On the same week, a coalition of opposition political parties also known as the Joint Council of political parties criticized the new election law, which was recently approved by the House of People’s Representatives. The coalition has even threatened to boycott the upcoming election.
For instance, the opposition has voiced its staunch opposition against one particular aspect of the amendment, which raised the number of signatures required to be considered as a national party. The amendment raised the number of signatures to 10,000, up from 1,500, whereas the requirement for regional parties was increased to 4,000 signatures, up from its previous level of 750.
"The complaints from the political parties are something expected, especially when you have 100 something political parties," Birtukan told the media. "We can't agree on every point,” she said.
All the political parties are said to have participated during the drafting of the bill.
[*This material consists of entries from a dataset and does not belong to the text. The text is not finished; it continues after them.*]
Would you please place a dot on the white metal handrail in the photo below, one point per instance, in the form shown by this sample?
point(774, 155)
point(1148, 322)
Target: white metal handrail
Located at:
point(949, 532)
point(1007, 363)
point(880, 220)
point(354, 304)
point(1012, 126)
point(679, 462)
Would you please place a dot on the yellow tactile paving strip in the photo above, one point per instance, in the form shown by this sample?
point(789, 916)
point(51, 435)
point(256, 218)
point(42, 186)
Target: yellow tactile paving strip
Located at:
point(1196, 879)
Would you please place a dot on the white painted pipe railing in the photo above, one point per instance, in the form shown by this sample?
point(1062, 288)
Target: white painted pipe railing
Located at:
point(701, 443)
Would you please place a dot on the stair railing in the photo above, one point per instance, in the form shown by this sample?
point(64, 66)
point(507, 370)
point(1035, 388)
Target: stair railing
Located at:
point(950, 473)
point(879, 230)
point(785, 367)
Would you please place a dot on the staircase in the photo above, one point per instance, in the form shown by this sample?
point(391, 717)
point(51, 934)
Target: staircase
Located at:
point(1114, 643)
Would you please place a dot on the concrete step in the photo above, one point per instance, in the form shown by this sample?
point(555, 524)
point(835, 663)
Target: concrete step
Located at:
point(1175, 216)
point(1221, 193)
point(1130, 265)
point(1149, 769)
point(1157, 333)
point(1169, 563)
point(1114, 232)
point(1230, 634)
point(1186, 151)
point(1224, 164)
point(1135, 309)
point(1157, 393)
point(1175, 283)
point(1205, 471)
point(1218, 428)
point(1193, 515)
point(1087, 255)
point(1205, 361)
And according to her, at least three consultation forums with the political parties were held.
"The parties can say this wasn't enough, but claiming that they didn't see it (the law) is a lie," she said.
Stressing on the time constraints, the chairwoman said that her board does not have a problem if the Parliament decides to look into the law again.
While responding to questions raised by the media regarding previous attempts to change the electoral system, she said it was under a dialogue when the election bill was drafted.
In related news, Birtukan has disclosed that the board has received complaints from political parties, alleging their members were arrested.
“Just one month ago, we have received a complaint from the Oromo Liberation Party where it said 400 of their members were arrested,” said the chairwoman. “We have managed to contact both the regional and Addis Ababa police, and have asked if their arrest is related with their political activity and we said it is wrong.”
“We received similar complaints from the Oromo Federalist Congress as well as the National Movement of Amhara (NaMA),” adding, “As a board we will check if there are any unlawful arrests.”
The Board has also announced that it has begun works to restructure its branch offices across the country. In this regard, it has invited candidates to compete for a role to head the branch offices.
Furthermore, it was indicated that the Board is preparing to hold the Sidama referendum. It is to be recalled that, following a bloody violence which claimed the lives of dozens, the Board has announced that the referendum will be held on November, 2019.